Juru bicara Hizbullah Tewas Akibat Serangan Israel di Beirut
Hizbullah mengumumkan Afif tewas pada Minggu (17/11/2024), beberapa jam setelah berita kematiannya pertama kali muncul.
Juru bicara Hizbullah, Mohammed Afif, dilaporkan tewas akibat serangan Israel di pusat Kota Beirut. Hal ini telah dikonfirmasi oleh kelompok militan Lebanon tersebut. Menurut informasi dari Kantor Berita Nasional Lebanon (NNA), Afif tewas dalam serangan yang menghantam markas besar Partai Baath di kawasan Ras al-Naba yang padat penduduk pada hari Minggu. Seperti yang dilaporkan oleh BBC pada Senin (18/11), situasi ini menunjukkan betapa seriusnya dampak serangan tersebut.
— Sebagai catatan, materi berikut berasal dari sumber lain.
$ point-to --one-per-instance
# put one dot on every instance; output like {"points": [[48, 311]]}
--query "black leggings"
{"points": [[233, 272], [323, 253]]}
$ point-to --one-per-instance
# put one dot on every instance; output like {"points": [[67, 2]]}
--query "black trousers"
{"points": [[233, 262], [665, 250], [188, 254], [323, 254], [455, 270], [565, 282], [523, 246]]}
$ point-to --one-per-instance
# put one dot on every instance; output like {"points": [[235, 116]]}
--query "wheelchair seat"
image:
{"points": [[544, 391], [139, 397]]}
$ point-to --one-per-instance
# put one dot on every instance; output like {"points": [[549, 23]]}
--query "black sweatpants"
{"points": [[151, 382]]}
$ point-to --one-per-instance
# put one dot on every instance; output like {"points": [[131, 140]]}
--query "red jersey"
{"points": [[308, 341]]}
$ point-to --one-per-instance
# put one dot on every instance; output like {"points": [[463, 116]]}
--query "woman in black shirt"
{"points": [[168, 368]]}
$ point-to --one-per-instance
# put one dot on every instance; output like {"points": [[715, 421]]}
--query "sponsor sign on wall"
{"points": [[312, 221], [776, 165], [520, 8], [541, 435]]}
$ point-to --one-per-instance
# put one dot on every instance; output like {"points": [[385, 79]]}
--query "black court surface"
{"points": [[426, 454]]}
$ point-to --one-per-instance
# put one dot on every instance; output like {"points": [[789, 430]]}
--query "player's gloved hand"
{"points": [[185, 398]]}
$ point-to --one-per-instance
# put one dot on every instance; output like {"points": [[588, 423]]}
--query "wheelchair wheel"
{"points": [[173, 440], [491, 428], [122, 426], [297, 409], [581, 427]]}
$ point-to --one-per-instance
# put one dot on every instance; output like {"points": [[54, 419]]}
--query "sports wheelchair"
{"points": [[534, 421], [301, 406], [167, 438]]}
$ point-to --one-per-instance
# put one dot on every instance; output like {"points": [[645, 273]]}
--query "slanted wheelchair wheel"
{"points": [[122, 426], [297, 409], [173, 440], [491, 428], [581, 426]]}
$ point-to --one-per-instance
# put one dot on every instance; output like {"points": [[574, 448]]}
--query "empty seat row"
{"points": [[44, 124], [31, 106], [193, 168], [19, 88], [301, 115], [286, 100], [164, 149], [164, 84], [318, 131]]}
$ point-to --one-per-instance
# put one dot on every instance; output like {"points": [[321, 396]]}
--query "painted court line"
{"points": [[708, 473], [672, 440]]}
Kementerian Kesehatan Lebanon mencatat bahwa empat orang tewas dalam insiden itu, meskipun tidak menyebutkan identitas para korban. Selain itu, setidaknya 14 orang lainnya mengalami luka-luka. Afif dikenal sebagai salah satu wajah publik yang tersisa dari kelompok tersebut dan terakhir kali terlihat pada hari Senin (11/11), saat ia mengadakan konferensi pers di pinggiran selatan Beirut, tempat kelompok tersebut bermarkas.
Menurut NNA, sebagian besar markas besar Partai Baath mengalami kerusakan parah akibat serangan itu. Partai Baath Lebanon merupakan cabang dari Partai Baath Suriah yang dipimpin oleh Presiden Bashar Al-Assad, yang merupakan sekutu Hizbullah. Markas besar ini terletak di persimpangan sibuk yang menghubungkan bagian barat dan timur Beirut dengan pusat kota dan jalan menuju bandara, yang melewati pinggiran selatan.
Dalam seminggu terakhir, militer Israel telah meningkatkan serangannya di Beirut, di tengah upaya baru yang dipimpin oleh Amerika Serikat (AS) untuk mencapai gencatan senjata. Israel mengklaim bahwa serangan terhadap Hizbullah bertujuan untuk mengembalikan puluhan ribu warganya yang terpaksa mengungsi setelah serangan kelompok itu yang mendukung Hamas sejak 8 Oktober 2023.
Kementerian Kesehatan Lebanon melaporkan bahwa lebih dari 3.400 orang telah tewas di Lebanon sejak saat itu, termasuk sedikitnya 2.600 orang setelah Israel melancarkan serangan udara yang intens diikuti oleh invasi darat di selatan pada akhir September. Selain itu, sekitar 1,2 juta orang lainnya terpaksa mengungsi.